Sarebbero molti i discorsi da fare a riguardo, che meriterebbero però uno spazio più ampio e apposito: brevemente, non vedo nulla di strano nell’operazione, che artisticamente ben si appaia alle smanie artistoidi-videoclippiche del film, e che commercialmente va enormemente a vantaggio della produzione (il caso Natale a casa Deejay è un esempio lampante) rispetto a un mercato che non possiede le doti di domanda per avere spazio per un film del genere. Insomma, terminologia spicciola, in sala non se lo sarebbe "cagato" nessuno, quindi è del tutto comprensibile che si sia scelta una strada simile – che contiene al suo interno (esce con La Repubblica e L’epresso) la sua stessa promozione, peraltro imponente e senza prezzo. Senza contare il passaparola, e le critiche pregiudiziali. Dal momento che ho avuto l’occasione di vedere il film, preferisco però parlare, appunto, del film. Perché l’ho visto.
Parliamo del film, allora. Infascelli mette in scena una specie pentolone ossessivo in cui cuociono le ossessioni macabre di Hanging Rock, l’alone di cult forzato di Blair witch project, riferimenti atmosferici al cinema italiano di genere dei tempi che furono, e via andare.
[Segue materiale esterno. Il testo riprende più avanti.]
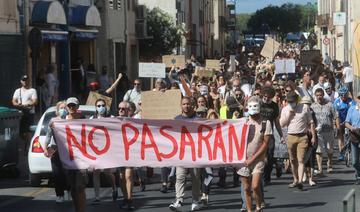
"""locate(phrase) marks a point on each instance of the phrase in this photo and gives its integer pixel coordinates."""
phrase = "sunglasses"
(72, 105)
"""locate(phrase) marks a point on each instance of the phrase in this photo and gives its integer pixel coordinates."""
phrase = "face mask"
(293, 105)
(63, 113)
(101, 110)
(253, 108)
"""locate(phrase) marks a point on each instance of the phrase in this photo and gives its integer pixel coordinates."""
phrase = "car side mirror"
(32, 128)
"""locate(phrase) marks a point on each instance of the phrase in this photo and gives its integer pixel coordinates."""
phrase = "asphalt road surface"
(17, 195)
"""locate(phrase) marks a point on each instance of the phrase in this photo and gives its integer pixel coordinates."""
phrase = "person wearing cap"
(297, 118)
(25, 99)
(348, 76)
(311, 151)
(352, 122)
(77, 179)
(326, 117)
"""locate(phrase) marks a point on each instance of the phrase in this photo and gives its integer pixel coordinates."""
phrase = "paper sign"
(125, 142)
(152, 70)
(356, 53)
(160, 105)
(213, 64)
(286, 66)
(202, 72)
(174, 60)
(310, 57)
(93, 96)
(271, 47)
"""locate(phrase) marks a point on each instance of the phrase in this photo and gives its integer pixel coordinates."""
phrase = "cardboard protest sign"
(285, 66)
(160, 105)
(174, 60)
(213, 64)
(125, 142)
(93, 96)
(152, 70)
(310, 57)
(356, 52)
(203, 72)
(270, 48)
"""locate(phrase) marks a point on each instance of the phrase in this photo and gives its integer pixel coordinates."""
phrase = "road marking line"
(20, 198)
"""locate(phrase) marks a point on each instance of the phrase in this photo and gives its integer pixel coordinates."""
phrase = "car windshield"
(50, 115)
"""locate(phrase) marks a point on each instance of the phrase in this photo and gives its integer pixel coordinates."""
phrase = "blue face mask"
(63, 113)
(101, 110)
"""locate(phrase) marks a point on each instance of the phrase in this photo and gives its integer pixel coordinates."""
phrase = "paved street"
(16, 195)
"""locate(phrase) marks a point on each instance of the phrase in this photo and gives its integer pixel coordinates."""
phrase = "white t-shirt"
(25, 96)
(348, 75)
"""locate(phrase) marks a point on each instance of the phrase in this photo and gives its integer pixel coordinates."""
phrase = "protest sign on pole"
(160, 105)
(213, 64)
(203, 72)
(286, 66)
(174, 60)
(310, 57)
(152, 70)
(124, 142)
(93, 96)
(270, 48)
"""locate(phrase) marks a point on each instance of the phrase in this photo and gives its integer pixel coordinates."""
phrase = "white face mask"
(293, 105)
(253, 108)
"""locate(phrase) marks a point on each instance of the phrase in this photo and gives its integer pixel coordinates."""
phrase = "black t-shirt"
(270, 111)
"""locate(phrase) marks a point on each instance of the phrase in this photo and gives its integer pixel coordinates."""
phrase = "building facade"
(12, 56)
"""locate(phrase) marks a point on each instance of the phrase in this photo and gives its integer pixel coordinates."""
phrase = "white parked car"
(39, 165)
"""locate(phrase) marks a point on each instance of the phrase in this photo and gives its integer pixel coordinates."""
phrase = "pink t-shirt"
(255, 140)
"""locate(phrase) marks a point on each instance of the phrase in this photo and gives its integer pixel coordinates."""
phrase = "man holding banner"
(187, 108)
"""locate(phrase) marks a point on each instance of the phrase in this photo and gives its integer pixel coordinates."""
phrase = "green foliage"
(282, 20)
(163, 32)
(241, 22)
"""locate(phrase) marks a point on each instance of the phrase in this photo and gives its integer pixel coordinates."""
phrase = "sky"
(250, 6)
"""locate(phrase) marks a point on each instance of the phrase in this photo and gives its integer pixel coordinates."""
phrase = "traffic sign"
(326, 41)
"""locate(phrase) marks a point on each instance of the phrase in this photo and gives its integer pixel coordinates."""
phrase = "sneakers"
(195, 206)
(205, 199)
(176, 206)
(163, 189)
(341, 157)
(114, 195)
(96, 201)
(60, 199)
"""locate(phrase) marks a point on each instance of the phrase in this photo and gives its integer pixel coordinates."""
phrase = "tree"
(163, 34)
(281, 20)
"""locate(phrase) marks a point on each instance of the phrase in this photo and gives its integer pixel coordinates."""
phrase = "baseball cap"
(72, 100)
(291, 96)
(201, 109)
(24, 78)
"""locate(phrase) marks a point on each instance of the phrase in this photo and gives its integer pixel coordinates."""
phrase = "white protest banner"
(203, 72)
(286, 66)
(270, 48)
(174, 60)
(160, 105)
(213, 64)
(116, 142)
(152, 70)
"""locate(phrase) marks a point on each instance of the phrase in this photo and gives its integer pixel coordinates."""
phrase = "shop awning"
(52, 35)
(83, 34)
(84, 16)
(48, 12)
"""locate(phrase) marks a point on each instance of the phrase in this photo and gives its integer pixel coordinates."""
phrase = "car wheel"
(35, 180)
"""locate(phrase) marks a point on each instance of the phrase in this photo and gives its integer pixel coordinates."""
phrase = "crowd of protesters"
(305, 112)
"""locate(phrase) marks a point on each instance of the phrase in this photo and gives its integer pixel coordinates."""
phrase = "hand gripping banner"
(118, 142)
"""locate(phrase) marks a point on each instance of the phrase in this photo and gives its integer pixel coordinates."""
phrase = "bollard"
(349, 202)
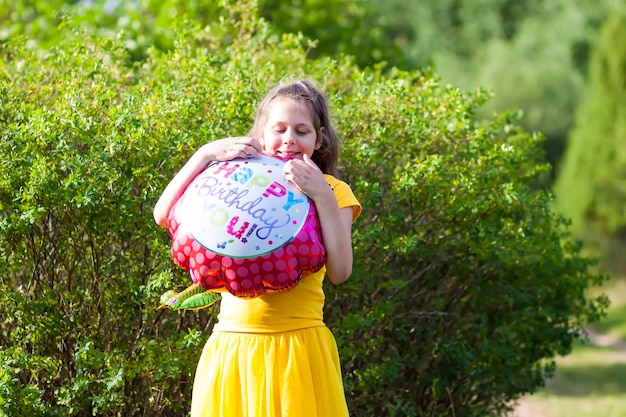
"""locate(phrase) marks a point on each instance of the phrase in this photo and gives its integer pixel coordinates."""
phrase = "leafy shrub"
(465, 284)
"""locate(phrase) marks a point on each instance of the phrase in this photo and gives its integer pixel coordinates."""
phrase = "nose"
(289, 137)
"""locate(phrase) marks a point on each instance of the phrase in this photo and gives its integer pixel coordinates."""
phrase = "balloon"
(238, 225)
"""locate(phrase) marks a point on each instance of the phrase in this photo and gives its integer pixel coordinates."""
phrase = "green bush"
(465, 284)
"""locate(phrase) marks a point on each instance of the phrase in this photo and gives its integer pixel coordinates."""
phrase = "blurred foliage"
(533, 54)
(591, 185)
(465, 284)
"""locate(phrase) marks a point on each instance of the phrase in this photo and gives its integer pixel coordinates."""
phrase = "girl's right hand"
(230, 148)
(219, 150)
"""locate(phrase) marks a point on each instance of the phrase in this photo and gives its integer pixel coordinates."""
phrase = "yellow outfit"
(273, 356)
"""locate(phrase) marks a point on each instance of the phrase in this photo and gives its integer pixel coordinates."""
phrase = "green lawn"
(591, 381)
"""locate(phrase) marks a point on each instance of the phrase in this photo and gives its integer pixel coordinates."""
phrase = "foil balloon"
(239, 226)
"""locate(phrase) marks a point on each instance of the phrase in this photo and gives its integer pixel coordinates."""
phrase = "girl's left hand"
(306, 176)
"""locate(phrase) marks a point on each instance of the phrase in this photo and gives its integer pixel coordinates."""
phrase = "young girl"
(273, 356)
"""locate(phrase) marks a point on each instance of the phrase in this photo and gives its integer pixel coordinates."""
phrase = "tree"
(465, 287)
(590, 187)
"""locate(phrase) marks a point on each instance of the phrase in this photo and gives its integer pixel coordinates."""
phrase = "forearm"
(336, 225)
(198, 161)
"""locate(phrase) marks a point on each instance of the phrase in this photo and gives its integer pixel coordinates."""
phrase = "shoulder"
(345, 196)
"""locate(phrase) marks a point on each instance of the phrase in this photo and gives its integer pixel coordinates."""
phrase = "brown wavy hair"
(303, 91)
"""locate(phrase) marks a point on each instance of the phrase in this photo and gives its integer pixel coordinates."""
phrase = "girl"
(273, 356)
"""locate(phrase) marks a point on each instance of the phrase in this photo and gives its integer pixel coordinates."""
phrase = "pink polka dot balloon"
(240, 226)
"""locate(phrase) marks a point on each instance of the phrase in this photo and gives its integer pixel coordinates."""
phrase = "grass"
(591, 381)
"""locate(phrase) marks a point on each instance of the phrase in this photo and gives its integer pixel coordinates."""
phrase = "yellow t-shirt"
(299, 308)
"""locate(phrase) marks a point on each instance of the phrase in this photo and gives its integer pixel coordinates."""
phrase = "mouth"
(287, 154)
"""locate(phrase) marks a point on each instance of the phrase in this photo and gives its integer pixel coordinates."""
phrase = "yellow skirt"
(290, 374)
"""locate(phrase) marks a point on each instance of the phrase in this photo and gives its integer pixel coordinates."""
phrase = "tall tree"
(590, 187)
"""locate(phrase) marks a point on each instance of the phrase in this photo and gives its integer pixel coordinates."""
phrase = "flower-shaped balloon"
(240, 226)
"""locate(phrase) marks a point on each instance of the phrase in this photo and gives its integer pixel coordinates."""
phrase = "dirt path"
(527, 408)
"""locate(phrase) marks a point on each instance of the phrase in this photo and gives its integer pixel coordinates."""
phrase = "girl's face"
(289, 130)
Il problema è che l’amalgama degli elementi, oltre a non essere molto riuscita, non è nemmeno particolarmente ricca: dopo 10 minuti si è capito il concetto, dopo 40 minuti lo svolgimento, quindi l’interesse finisce e ci si ritrova a darsi forti manate sulle ginocchia e sulla fronte, sperando che le cinque insopportabili protagoniste schiattino in fretta. Che s’aveva di meglio da fare, in serata. Grazie al cielo dura meno di un’ora e mezza.
Bruttarello quindi, quando non fastidioso, quando non disdicevole. La storia delle cinque ragazze che decidono di darsi all’idrofagia esclusiva per una settimana, senza le personalità "forti" (Lucarelli e Ammaniti) che rendevano parzialmente interessanti – soprattutto il secondo – i due modesti film precedenti di Infascelli, sfoggia qui dei dialoghi che sembrano usciti da un blog. Un brutto blog in vena di sentenze, come si addice alla smemo generation. Dialogo su Winnie Pooh mielomane compreso. Tra critica asciugatissima alla società dell’apparire, interminabili sequenze cripto-sperimentali con molteplici e fastidiosi effetti-nakata, e la misoginia più impietosa ma attecchita dal ridicolo patologismo del finale, di questi tempi H2O potrebbe persino davvero diventare un cult. Ma a questo punto – lo dico provocatoriamente – era meglio il film di Radio Deejay.
Aggiungono carne al fuoco una serie di elementi degni della miglior "Yeuch parade" di Ciak, a partire da Platinette, che svestiti i suoi pannoni femminili ci regala in un flashback un imbarazzante scult-cameo, passando per il bacio lesbo/incestuoso sotto una pioggia di sangue e per il dente tirato fuori dalla spalla con le forbicine e le dita, epitome della paranoia masturbatoria, per finire a Mandala Tayde che sbava e vomita ruzzolando nel bosco urlando "Fuck!". Poi, il film (chissà perché diavolo) è recitato in inglese, peraltro maluccio, ma è doppiato in italiano. Dalle stesse attrici. Nel modo più svogliato possibile.
Tra le poche soddisfazioni, quella di vedere le cinque tremebonde scendere all’inferno in una sorta di Cabin Fever de noantri, sempre più magre e smunte, imbruttite e tristi, con la faccia maciullata o con le labbra strappate a morsi, in un massacro quasi-gore (perché non si ha nemmeno il coraggio di essere sanamente sanguinolenti) che è secondo solo al massacro che il film stesso ha causato nei nervi dello spettatore. E nell’accezione peggiore del termine "nervi".
Se non siete riusciti ad arrivare alla fine, vi capisco. Se mi scrivete, vi racconto volentieri il finale. Tanto è una cazzata.